Domingo, Fevereiro 19, 2012

Partilhas. Helder Sequeira

Vive a/na Guarda. Continua a acreditar nesta cidade e na região, contra ventos e marés…

Livro. Vários. De autores como Thomas Mann (“A Montanha Mágica”, particularmente), Tolstoi (“Guerra e Paz”, por exemplo), Eça de Queirós (“A Cidade e as Serras”), Alexandre Herculano (“Eurico, o Presbítero”), Aquilino Ribeiro e Miguel Torga, entre outros.

Música. Naturalmente. Géneros e intérpretes diferenciados. Bob Seger (é sempre agradável recordar temas como “Against the wind” ou “Still the same”), Chris de Burgh, Patxi Andion (quem não se lembra de “Palabras” ou “El Maestro”…), The Eagles (e o destaque vai para o “Hotel California”…), Pink Floyd, Procol Harum, The Beatles, Abba, Agua Viva (“Los poetas andaluces de ahora”), Georges Moustaki, Paulo de Carvalho, Carlos Mendes ou Dulce Pontes. Em síntese, claro.

Cinema. A preferência vai para películas cujos argumentos têm um cunho histórico, seja qual for a época. Vários e excelentes filmes preenchem essa galeria.
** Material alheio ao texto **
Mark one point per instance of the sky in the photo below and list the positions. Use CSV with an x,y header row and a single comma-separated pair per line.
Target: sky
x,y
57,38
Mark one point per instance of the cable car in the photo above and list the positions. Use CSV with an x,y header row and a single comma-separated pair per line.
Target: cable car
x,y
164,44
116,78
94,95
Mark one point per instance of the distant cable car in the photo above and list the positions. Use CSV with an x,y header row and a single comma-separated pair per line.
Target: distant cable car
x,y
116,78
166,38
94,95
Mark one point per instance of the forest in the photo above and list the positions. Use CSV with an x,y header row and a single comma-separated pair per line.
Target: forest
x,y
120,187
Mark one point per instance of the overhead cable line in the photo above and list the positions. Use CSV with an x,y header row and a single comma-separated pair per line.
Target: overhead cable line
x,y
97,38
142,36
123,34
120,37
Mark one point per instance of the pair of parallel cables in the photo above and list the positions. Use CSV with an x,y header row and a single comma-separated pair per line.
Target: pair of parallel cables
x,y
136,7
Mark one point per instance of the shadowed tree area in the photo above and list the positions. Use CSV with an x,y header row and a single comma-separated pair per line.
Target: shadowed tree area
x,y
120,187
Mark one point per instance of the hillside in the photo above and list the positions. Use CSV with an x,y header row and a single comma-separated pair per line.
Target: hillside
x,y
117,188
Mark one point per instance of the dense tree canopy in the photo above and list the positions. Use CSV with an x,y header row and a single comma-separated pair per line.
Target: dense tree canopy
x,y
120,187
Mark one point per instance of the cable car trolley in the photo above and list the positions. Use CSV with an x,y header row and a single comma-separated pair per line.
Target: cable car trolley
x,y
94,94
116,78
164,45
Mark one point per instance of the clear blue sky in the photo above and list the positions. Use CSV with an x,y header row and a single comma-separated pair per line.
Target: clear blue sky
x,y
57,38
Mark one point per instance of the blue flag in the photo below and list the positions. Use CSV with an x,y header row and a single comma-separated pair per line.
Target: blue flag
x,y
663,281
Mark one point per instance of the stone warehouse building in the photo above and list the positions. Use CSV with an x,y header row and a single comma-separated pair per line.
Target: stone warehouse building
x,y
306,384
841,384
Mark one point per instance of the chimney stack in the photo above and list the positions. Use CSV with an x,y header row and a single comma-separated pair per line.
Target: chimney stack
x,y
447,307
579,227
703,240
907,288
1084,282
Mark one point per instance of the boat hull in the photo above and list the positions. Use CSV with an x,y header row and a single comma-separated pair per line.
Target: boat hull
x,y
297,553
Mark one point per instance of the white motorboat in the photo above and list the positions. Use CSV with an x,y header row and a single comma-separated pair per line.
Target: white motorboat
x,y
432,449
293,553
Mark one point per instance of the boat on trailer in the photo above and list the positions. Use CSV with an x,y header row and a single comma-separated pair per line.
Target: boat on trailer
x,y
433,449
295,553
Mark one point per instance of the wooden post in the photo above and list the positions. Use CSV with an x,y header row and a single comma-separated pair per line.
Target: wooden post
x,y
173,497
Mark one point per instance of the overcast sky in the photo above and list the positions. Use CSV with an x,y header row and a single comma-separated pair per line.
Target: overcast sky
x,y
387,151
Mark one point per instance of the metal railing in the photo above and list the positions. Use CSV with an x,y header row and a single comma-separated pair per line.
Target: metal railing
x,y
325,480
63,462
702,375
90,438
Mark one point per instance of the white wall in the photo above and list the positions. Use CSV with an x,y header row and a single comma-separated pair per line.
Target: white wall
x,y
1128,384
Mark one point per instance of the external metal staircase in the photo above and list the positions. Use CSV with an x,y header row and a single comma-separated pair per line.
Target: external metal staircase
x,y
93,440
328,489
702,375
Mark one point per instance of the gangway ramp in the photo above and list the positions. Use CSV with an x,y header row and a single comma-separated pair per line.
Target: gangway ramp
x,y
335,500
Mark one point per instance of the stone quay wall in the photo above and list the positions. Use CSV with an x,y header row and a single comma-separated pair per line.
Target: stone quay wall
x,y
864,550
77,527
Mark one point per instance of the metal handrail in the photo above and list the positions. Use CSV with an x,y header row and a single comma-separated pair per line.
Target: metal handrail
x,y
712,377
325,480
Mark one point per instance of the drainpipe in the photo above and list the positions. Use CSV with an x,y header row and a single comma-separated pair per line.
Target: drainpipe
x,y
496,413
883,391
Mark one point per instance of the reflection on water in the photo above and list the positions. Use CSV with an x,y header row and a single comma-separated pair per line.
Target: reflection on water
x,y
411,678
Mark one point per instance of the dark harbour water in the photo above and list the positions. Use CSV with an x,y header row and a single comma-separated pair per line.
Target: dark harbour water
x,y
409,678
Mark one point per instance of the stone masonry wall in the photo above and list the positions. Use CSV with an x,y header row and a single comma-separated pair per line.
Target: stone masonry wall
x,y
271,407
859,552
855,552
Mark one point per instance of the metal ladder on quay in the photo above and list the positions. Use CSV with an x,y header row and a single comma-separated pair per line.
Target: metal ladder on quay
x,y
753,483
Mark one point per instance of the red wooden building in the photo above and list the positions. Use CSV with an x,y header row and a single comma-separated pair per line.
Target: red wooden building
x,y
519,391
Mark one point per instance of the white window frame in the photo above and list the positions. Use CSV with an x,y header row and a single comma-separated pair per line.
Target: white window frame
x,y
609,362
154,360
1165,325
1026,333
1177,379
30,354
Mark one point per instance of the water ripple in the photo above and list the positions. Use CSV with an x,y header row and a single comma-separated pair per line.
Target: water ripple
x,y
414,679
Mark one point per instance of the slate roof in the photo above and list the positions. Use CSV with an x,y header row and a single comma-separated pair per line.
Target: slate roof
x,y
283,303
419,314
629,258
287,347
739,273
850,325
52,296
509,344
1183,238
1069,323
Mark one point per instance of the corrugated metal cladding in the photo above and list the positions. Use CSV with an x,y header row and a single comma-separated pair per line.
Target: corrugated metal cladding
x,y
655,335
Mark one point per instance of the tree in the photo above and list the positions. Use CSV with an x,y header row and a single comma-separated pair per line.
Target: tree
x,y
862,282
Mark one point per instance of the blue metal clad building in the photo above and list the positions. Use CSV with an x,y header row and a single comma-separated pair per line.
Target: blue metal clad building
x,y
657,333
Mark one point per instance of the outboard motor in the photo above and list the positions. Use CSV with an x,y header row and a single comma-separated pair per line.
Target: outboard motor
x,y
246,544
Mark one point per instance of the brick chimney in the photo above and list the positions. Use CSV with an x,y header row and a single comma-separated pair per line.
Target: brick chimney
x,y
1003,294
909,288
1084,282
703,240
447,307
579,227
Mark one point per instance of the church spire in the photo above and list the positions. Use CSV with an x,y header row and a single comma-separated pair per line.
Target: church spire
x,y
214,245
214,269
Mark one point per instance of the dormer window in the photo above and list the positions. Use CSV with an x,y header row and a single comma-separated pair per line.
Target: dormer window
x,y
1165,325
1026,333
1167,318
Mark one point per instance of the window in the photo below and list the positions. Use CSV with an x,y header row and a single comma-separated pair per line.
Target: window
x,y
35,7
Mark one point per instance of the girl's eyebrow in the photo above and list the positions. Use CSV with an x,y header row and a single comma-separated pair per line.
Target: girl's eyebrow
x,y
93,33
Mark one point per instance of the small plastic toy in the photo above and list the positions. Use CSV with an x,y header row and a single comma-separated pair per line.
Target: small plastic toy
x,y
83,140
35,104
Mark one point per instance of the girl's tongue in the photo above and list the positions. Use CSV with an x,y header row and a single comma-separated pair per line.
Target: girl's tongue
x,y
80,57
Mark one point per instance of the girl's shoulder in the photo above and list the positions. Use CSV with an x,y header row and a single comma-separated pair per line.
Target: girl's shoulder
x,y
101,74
Mas outras histórias conduziram, igualmente, a filmes que gostei de ver. A título de exemplo: “Profissão Repórter” (de Michelangelo Antonioni), “Dossier Pelicano” (Alan J. Pakula), “Os Falsificadores” (Stefano Ruzowitzky) ou “A Intérprete” (de Sydney Pollack).

Exposição. Evocando as algumas mais recentes, e na Galeria de Arte do TMG, as exposições de Cutileiro, Evelina Coelho e a (actual) de Ângelo de Sousa.

Teatro. De há alguns anos atrás, “Felizmente há Luar” (de Sttau Monteiro), peça que me suscitou um trabalho académico, no âmbito da “História do Teatro”. De um período mais recente, os trabalhos, excelentes, apresentados pelo Projéct~ (nos palcos do TMG).

Rádio. Sempre, e por razões óbvias. São várias décadas de íntima e profunda ligação, que remonta aos tempos da onda média. O Rádio Altitude será sempre uma referência no percurso pessoal. Nas rádios, ditas nacionais (não esqueçamos que mesmo as locais podem ser ouvidas a milhares de quilómetros, via web…  ) a sintonia, mais frequente, e sobretudo em viagem, é com a TSF e a Comercial.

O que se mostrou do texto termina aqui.